Pendant que madame Doré se réjouissait qu’Arthur eût écrit, la pauvre jeune fille subissait la crise morale qui accompagne souvent la découverte d’un sentiment nouveau et éprouvait les tourments que cause la naissance de l’amour quand la lumière se fait dans un coin inexploré du cœur et qu’on se surprend à penser à un absent au moment où il pense à une autre.

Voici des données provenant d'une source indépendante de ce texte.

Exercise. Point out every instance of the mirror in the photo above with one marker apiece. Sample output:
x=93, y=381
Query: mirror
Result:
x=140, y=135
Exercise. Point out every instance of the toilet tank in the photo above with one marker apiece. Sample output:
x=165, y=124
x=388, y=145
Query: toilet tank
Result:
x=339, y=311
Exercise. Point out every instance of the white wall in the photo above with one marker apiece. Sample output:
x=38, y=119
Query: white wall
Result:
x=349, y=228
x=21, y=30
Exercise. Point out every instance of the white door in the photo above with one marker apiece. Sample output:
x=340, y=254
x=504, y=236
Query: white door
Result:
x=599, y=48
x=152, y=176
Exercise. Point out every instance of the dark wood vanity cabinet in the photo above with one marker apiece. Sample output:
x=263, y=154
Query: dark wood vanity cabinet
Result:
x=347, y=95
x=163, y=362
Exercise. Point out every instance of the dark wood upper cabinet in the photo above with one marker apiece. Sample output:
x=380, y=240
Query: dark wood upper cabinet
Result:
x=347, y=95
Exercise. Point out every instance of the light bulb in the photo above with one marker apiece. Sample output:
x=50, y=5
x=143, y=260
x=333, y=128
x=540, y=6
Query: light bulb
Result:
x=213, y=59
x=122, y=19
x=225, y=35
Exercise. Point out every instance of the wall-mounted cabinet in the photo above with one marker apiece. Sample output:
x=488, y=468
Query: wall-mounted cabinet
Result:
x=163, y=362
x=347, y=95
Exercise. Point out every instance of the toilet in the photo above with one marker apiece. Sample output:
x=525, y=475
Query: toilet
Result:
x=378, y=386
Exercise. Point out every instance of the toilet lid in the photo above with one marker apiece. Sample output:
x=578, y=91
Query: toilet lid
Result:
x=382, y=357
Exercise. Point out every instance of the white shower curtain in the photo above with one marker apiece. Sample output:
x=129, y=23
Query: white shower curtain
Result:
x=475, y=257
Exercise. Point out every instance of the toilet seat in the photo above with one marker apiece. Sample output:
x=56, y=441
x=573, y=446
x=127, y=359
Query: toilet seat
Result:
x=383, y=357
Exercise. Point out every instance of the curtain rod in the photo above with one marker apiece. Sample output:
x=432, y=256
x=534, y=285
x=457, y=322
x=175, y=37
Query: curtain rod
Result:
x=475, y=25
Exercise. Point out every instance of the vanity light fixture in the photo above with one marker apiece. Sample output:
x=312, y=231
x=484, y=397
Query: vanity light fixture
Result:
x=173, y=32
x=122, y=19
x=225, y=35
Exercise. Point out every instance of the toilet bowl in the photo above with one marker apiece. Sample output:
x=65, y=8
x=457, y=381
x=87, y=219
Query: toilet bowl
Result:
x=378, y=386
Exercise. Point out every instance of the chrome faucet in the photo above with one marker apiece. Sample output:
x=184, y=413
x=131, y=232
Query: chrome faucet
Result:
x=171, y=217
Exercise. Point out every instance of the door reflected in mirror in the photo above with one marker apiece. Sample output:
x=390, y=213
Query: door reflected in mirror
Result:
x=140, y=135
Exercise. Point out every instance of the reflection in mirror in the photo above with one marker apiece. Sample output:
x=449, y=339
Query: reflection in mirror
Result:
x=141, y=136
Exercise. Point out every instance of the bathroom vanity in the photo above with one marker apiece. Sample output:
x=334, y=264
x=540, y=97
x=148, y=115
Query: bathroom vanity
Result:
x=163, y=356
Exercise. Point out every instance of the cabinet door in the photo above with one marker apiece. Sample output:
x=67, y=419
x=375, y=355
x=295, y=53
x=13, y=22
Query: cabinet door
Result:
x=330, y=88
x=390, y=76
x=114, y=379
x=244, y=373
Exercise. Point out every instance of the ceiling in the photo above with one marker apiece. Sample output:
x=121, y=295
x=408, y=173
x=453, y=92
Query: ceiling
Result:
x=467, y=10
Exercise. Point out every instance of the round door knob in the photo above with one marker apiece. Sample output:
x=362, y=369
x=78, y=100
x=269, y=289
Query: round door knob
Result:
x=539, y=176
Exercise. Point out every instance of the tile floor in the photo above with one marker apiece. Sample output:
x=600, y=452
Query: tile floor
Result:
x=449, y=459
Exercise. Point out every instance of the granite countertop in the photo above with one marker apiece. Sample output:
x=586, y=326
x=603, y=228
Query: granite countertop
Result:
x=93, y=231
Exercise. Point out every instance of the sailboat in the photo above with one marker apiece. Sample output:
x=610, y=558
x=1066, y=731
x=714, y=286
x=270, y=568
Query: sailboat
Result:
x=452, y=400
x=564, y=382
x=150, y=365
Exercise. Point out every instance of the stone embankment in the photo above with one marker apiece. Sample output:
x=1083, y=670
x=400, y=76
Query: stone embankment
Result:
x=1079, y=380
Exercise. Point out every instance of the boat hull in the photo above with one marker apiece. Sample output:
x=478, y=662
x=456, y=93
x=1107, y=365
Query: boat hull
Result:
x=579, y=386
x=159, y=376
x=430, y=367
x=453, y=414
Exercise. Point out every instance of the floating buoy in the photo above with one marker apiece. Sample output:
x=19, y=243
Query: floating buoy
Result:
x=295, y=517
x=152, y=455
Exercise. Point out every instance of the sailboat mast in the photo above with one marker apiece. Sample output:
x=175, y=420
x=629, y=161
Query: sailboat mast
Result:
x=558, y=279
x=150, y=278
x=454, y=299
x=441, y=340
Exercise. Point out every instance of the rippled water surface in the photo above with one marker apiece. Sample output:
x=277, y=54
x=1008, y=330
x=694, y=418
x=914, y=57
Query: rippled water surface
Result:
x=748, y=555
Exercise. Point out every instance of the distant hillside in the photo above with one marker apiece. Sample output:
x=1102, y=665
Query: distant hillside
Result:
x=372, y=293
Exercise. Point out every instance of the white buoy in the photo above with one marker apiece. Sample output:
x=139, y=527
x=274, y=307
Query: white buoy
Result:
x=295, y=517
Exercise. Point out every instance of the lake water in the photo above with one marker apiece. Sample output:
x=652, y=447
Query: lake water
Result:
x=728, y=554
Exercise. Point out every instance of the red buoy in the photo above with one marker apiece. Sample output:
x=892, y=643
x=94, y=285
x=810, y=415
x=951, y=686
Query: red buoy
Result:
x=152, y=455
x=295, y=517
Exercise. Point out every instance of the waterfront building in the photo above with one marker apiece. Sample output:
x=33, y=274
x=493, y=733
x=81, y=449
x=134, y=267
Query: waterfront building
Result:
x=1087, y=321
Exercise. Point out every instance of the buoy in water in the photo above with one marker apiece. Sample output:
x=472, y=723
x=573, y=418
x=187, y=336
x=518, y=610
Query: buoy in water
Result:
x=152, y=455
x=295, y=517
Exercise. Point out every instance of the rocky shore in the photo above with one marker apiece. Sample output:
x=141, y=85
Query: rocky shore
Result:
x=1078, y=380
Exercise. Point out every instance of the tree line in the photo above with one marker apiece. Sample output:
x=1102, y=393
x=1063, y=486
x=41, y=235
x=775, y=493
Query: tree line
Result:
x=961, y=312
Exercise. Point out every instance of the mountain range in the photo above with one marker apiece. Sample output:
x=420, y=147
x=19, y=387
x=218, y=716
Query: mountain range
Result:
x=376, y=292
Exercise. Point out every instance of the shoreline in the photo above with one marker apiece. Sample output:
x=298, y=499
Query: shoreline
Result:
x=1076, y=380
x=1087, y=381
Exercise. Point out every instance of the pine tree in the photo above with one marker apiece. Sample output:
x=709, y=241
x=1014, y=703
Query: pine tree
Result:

Si Arthur eût dit à Louis qu’il écrivait à sa sœur, Louis lui aurait certainement demandé de le rappeler à son souvenir, car il avait pour elle une amitié sincère. Mais Arthur n’en fit rien, avec son égoïsme et son indifférence habituelle, et l’absence de toute allusion à Louis, excepté pour dire qu’il était allé chez mademoiselle Ducondu, prit pour Marcelle une signification toute autre que celle qu’avait voulu lui donner Arthur. Louis connaissait à peine Ernestine et n’était allé chez elle que par besoin de distraction, mais Marcelle, qui le connaissait depuis des années, qui le savait bon, intelligent et studieux, qui aimait sa physionomie franche et sérieuse, et dans l’existence de laquelle il tenait une place considérable, crut avoir perdu son ami d’enfance et elle en fut chagrinée.

Une jeune fille ne sent jamais si bien qu’elle s’intéresse à un jeune homme que quand elle suppose qu’il a des attentions pour une autre femme. Quand on découvre qu’on est jalouse, on découvre qu’on est amoureuse ou bien près de l’être. La pauvre Marcelle fit cette triste découverte et elle pleura.